# Jones Oil- Heating Oil Price Differential



## Club Scrub (12 Oct 2009)

I used a website www.jonesoil.ie for a quotation for heating oil. They apparently are the ESSO distributors for much of the country.

On the website they quote €485 inc VAT for 1000l of home heating oil. I couldn't place the order online when I tried so I had to call their local depot, and foolishly I didn't confirm the price when I ordered over the phone.

When I received the invoice they actually charged us €510 and claimed that they weren't aware that they were quoting €485 online. I have checked the website again & it doesn't make any specification that this is an online only price, and I am very disappointed that I have had to pay €25 more than expected.

Has anyone else encountered this problem? or indeed what if any are my rights in this situation?

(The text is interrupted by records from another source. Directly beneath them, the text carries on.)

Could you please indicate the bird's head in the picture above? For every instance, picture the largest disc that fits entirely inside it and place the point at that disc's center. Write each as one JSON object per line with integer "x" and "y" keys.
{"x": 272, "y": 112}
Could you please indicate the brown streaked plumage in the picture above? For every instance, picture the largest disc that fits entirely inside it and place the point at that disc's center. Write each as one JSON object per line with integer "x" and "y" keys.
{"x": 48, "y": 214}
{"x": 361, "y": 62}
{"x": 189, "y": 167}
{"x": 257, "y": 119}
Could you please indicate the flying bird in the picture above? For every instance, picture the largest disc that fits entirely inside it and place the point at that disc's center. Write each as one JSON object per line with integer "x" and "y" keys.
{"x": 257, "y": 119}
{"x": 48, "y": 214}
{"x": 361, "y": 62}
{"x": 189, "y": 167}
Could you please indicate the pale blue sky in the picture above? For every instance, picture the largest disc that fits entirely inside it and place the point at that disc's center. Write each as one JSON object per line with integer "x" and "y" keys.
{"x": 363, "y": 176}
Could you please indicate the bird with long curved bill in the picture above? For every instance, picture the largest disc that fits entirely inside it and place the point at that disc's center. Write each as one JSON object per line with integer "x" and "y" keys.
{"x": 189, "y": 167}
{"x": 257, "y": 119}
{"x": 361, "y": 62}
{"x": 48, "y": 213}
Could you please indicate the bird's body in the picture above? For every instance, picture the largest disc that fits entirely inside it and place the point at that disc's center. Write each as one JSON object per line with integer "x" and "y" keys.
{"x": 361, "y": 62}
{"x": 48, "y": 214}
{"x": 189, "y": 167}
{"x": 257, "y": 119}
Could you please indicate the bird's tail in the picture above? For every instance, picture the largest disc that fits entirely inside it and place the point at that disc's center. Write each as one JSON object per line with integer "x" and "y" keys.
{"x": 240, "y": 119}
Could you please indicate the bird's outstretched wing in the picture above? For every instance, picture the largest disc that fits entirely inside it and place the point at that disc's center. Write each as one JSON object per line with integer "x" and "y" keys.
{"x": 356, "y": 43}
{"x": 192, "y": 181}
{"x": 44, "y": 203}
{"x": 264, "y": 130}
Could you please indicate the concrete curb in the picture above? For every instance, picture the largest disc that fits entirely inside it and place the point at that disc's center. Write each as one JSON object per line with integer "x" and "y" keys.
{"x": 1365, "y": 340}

It has left a sour taste overall.


----------



## Sue Ellen (12 Oct 2009)

Give www.consumerconnect.ie a call and see what your rights are.


----------



## ghianni (22 Oct 2009)

I had this experience with Jones Oil around this time last year.  I have been a customer for a number of years with a budget account.  I phoned and they agreed to the internet price immediately and credited my account with the difference.  They may have been more amenable because I've had an account for years and were afraid I'd close it. 

Insist on the lower price and if you make enough of a nuisance they may give in.  With other  suppliers I've found looking to speak to the CEO gets results that frontline staff are unable to give.  Jones Oil CEO is Pat Nevin.


----------